The designated exercise plan should be fully prepared according to the individual's physical condition, physical strength, age and gender, work situation, labor intensity, living conditions and exercise purpose.
First, clear the purpose of exercise
Before preparing for exercise, you should have a general plan and train of thought, and make clear the objectives and basic requirements of exercise. For example, some people regard exercise as a kind of entertainment in their leisure time, exercise the muscles below and adjust the mental state below; Some people try to correct tiny deformities in a certain part of the body; Some people achieve the goal of improving their body shape in order to keep fit; Someone wants to reach a certain physical standard; Some people simply want to lose weight; Some people want to be bodybuilders and participate in bodybuilding performances and competitions; Wait a minute. Different purposes and plans.
Second, master your own basic situation
It mainly includes physical health, physical quality level, body shape, height and bone thickness, weight and thinness, personality characteristics and perseverance, work nature and spare time, living standards, etc. Comprehensive analysis of the feasibility of participating in exercise, so that the plan is more in line with the actual situation of the individual. If you want to achieve something in competitive bodybuilding, you must also consider the competition task.
Third, implement exercise venues and equipment.
When making an exercise plan, we must consider the conditions of exercise venues and equipment. You should know whether to bring your own equipment to practice at home or go to a nearby gym or gym. In this way, a feasible exercise plan can be made according to the conditions.
Fourth, make a good classroom practice plan.
This is the most basic and important part of physical exercise.

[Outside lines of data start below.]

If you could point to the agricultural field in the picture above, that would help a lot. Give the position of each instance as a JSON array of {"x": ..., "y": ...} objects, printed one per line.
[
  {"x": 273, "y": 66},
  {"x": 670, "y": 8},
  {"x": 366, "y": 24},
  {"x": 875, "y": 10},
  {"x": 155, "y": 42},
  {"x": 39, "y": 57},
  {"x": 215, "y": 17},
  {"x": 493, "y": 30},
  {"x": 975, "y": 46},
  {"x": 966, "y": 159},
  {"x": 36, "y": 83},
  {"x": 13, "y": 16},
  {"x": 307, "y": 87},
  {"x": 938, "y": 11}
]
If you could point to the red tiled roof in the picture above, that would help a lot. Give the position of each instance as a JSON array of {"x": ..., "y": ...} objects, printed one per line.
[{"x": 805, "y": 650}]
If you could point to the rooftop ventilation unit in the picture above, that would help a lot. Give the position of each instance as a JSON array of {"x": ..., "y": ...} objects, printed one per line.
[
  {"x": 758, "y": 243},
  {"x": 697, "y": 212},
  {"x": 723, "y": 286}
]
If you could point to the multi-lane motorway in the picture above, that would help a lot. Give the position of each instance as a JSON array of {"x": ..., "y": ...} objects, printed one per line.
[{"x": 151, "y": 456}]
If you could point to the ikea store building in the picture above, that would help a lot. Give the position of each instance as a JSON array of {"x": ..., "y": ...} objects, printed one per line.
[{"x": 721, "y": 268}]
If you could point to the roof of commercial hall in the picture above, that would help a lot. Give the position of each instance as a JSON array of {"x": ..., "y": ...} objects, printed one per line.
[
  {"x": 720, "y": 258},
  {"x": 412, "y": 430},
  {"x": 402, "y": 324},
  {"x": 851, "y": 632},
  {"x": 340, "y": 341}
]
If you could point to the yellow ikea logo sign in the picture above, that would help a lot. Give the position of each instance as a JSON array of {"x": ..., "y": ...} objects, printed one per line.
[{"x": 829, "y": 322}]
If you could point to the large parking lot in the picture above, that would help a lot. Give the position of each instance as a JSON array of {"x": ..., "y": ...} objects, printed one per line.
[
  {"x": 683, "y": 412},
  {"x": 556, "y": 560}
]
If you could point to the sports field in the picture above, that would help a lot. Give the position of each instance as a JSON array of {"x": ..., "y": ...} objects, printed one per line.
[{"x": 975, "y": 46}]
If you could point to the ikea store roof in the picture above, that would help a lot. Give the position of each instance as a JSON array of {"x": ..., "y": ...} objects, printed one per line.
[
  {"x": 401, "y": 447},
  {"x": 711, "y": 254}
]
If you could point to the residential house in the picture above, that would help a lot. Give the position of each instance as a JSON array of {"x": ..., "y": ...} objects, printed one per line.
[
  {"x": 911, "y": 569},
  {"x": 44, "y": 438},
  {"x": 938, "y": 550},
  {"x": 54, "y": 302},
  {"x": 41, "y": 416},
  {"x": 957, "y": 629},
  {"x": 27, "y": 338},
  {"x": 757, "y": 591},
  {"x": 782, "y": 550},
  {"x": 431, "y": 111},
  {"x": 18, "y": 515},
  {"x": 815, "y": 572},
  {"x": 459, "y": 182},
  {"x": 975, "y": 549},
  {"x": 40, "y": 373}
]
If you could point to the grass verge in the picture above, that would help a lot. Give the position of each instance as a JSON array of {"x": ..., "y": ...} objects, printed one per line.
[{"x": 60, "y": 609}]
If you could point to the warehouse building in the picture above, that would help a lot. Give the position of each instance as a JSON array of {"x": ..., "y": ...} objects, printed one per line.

Its contents include: 1, tasks and requirements of exercises in each class.
2. Body parts, methods, instruments and movements used in each class.
3. Time allocation and exercise arrangement for each part of each class.
4. Weight, frequency, number of groups, intensity and density of each movement in each class.
In a word, a perfect exercise plan should make every exerciser get the greatest benefit from it, and everyone can do it:
1. Know exactly how to start exercising, where to start and what to do at each step.
2. Easy, moderate and steady exercise will not cause injury and panic, and it doesn't matter how long it takes.
3. Make steady progress towards the set goals.
4. Satisfied with the exercise effect measured during the exercise.
5. You don't need large special equipment to exercise at home.
Precautions:
You must pay attention to the intensity of the fitness program, otherwise it will not only have a bad effect, but also hurt you easily.
Stick to at least 1 hour to 1.5 hours every day to keep the comprehensive exercise every day. The amount of exercise depends on the individual system. If you are weak, you can choose the exercise mode to enhance your physique first, and then change it to gain muscle or lose fat after your physique comes up.